Speaking with The Atlantic, Trump downplayed expectations about the conflict’s effect on the oil market, saying that the impact would only be “huge” if “things went wrong.” Trading reopens on Sunday night. “We’ll see what happens,” Trump added.

Trump also faces newfound fissures within his base. Some of his staunchest conservative allies, including commentator Tucker Carlson and right-wing conspiracy theorist Alex Jones, have expressed deep frustration with the president’s decision to move forward with a large-scale military attack on Iran with Israel’s help. (Carlson on Saturday blasted the joint attacks as “absolutely disgusting and evil.”) 

The president, for years, ran his campaigns for higher office on promises of putting an end to so-called never-ending wars. He even calls himself the “president of peace.”

In a national survey conducted by GrayHouse between Feb. 20 and 23, which was shared with MS NOW and recently presented to congressional Republicans, the majority of GOP voters surveyed, 86%, said they supported the U.S. using military force to prevent Iran from developing nuclear weapons. 

“The narrative that the Republican Party is fractured on this is overstated,” according to Landon Wall, a Republican pollster. “When voters see a decisive military operation that doesn’t spiral into a larger conflict, they view it as a success.” Still, he acknowledged, “Voters are cautious of forever wars. Obviously, there is a lot that can still happen.”

Trump’s standing is further complicated by the fact that he did not seek congressional authorization or public approval before taking the U.S. into a direct conflict with Iran. 

Rubin, the former Bush administration Pentagon official, said, 
“If we end up with a civil war in Iran, or if we end up with different factions gaining a hold of Iran’s radiological material or chemical weapons: It’s a whole different ball game.”

Compared to other military moves that have sparked similar backlash from MAGA loyalists in Trump’s first year, this conflict already poses the biggest threat to resulting in direct, long-term U.S. involvement. While the U.S. has financially supported Israel’s war in Gaza and Ukraine’s defense against Russia, American troops have never been directly involved — or killed in — either conflict. 
Just one day after the Iran conflict began, that calculus has already changed in the Middle East.

Before the U.S. launched its strikes, Vice President JD Vance told The Washington Post on there was “no chance” the U.S. would be in a years-long conflict, describing himself as a “skeptic of foreign military interventions.” Nonetheless, in a video address to the nation without the White House press corps present, Trump laid out expansive goals in America’s undertaking of a “massive and ongoing” operation in Iran, including preventing Iran from destabilizing the region through its network of proxy terrorist groups, building up its missile arsenal, or obtaining a nuclear weapon.

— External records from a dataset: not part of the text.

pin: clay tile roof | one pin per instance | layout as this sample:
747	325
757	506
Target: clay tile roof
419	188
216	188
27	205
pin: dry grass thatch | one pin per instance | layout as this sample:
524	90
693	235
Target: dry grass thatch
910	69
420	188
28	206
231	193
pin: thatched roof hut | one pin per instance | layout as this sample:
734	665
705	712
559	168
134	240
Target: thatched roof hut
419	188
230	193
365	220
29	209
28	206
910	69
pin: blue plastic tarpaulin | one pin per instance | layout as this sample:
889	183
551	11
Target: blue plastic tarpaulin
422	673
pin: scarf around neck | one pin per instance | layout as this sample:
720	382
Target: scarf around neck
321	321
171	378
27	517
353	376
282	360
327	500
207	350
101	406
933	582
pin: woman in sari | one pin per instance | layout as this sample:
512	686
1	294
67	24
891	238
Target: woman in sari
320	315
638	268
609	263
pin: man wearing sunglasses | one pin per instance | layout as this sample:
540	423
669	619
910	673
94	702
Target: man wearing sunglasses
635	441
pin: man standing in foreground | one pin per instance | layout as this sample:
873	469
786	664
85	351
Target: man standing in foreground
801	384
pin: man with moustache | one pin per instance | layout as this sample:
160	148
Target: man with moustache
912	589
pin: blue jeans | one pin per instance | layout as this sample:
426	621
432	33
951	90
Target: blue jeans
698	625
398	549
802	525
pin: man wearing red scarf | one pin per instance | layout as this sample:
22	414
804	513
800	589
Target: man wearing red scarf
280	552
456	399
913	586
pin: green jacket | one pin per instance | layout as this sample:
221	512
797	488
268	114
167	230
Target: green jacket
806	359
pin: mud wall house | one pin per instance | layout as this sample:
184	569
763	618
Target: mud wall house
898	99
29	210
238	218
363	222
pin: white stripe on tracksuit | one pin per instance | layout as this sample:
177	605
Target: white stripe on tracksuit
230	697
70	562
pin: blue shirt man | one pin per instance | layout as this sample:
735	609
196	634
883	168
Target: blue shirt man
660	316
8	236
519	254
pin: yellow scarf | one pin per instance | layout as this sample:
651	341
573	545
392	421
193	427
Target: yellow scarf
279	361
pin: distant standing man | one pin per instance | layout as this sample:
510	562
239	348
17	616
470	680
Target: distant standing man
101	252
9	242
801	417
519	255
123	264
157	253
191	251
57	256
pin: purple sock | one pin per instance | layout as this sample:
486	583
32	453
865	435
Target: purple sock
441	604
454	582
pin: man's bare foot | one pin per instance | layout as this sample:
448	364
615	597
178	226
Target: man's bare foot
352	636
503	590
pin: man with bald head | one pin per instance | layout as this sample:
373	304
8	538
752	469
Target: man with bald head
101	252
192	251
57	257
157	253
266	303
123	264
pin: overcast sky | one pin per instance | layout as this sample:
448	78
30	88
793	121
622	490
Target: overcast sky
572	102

Khamenei was the architect of militant groups informally known as the “Axis of Resistance” — including Hezbollah in Lebanon, the Houthis in Yemen and Hamas in Gaza, as well as smaller groups in Iraq — that are aligned against the United States, Israel and Saudi Arabia to protect Iran’s influence in the region. In an interview with MS NOW’s Mychael Schnell and Laura Barrón-López, Trump celebrated his death as “a great thing for our country.” He also referred to Khamenei, who also sponsored the slogan “Death to America,” as a “bad man.”

Iranians are celebrating the strikes as their hopes rise that it could precipitate the toppling of the oppressive regime over its people. Thousands reportedly died in mass protests that began late last year against the government and the country’s suffering economy. The president, in his call with MS NOW, repeatedly referred to celebrations by Iranian Americans occurring in Los Angeles, California, and elsewhere around the world.

The president ended his address to Americans with a message to the Iranian people. “The hour of your freedom is at hand,” he said. “Bombs will be dropping everywhere. When we are finished, take over your government. It will be yours to take. This will be probably your only chance for generations.”